The short stories of Christianna Brand reviewed on the podcast this week are excellent. But I have to take this opportunity to recommend Brand's best-known and, quite possibly, best mystery, "Green for Danger."
When I reviewed the book a couple of years back, I said, "This is the kind of book that reminds me why I am so hooked on good, classic mysteries." I stand by that statement today. Written during World War II, it brings Inspector Cockrill to a military hospital to investigate the mysterious death of a patient, who dies during surgery. It appears impossible for it to have been a crime, and there appears to be absolutely no motive. Yet one of the nurses insists it was murder and that she can prove it - and she, in turn, is murdered.
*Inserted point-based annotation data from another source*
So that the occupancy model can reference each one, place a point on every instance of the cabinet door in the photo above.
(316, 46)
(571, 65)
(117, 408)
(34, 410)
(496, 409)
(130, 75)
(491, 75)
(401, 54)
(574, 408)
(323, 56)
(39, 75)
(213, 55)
It's a marvelous book. The reader is given plenty of clues - yet I suspect that the final twists and turns in the story will absolutely stun you. I know I was left gasping. Even Inspector Cockrill got some of the key points exactly backwards.
The blurb on my edition of "Green for Danger" quotes mystery writer and critic H. R. F. Keating as calling it "perhaps the last golden crown of the Golden Age detective story." If you've never read it - and even if you've seen the classic 1946 British mystery thriller of the same name starring Alastair Sim as Inspector Cockrill - you owe it to yourself to read "Green for Danger." It appears to be out of print again, but Amazon's booksellers appear to have a variety of inexpensive copies in various editions.